649 A.2d 752, 162 Vt. 527, 1994 Vt. LEXIS 105
CourtSupreme Court of Vermont
DecidedMay 27, 1994
Docket91-233
StatusPublished
Cited by13 cases

This text of 649 A.2d 752 (State v. Goodnow) is published on Counsel Stack Legal Research, covering Supreme Court of Vermont primary law. Counsel Stack provides free access to over 12 million legal documents including statutes, case law, regulations, and constitutions.

Bluebook
State v. Goodnow, 649 A.2d 752, 162 Vt. 527, 1994 Vt. LEXIS 105 (Vt. 1994).

Opinion

Johnson, J.

Defendant appeals his convictions of sexual assault in violation of 13 V.S.A. § 3252(a)(1)(B) and lewd and lascivious conduct in violation of 13 V.S.A. § 2601. Defendant claims two errors: (1) that the trial court improperly excluded evidence of a prior false accusation of sexual misconduct by the victim, and (2) that the court impermissibly excluded the defense witnesses’ opinions of the complainant’s character for untruthfulness. We affirm the convictions.

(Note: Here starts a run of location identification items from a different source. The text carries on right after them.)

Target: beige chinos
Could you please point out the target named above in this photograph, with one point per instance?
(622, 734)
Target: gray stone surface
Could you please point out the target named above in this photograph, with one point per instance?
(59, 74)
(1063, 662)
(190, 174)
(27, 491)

In light of the issues raised by defendant, it is not necessary to review the facts that could have been found by the jury. It is sufficient for purposes of this appeal to note that the victim testified that defendant, an acquaintance, sexually assaulted her and committed lewd and lascivious conduct in her home on June 4,1988. Defendant testified on his own behalf. He acknowledged that the acts occurred, but contended that they were consensual and that the victim’s claims of assault were false. To support his defense, defendant attempted to *528 introduce testimonial evidence of a past false accusation of sexual harassment by the victim and of the victim’s character for untruthfulness. The trial court excluded the testimony regarding the prior allegedly false accusation of sexual harassment and limited testimony regarding the victim’s character for untruthfulness to reputation evidence.

I.

Vermont's Rape Shield Statute generally bars admission of “[e]vidence of prior sexual conduct” of a sexual assault complainant. 13 V.S.A. § 3255(a)(3). The prohibition is based on a legislative determination that such evidence is worthless and legally irrelevant. State v. Patnaude, 140 Vt. 361, 373-74, 438 A.2d 402, 407 (1981). One exception to this general rule, 13 V.S.A. § 3255(a)(3)(C), allows admission of evidence of prior false allegations of sexual assault by the complainant. The exception applies, however, only if: (1) it is “of specific instances of the complaining witness’ past false allegations of violations of this chapter [Sexual Assault]”; (2) it “bears on the credibility of the complaining witness or it is material to a fact at issue”; and (3) “its probative value outweighs its private character.” Id. § 3255(a)(3) & (C). If a defendant intends to offer evidence under this exception, the defendant must file written notice of that intent. 13 V.S.A. § 3255(b).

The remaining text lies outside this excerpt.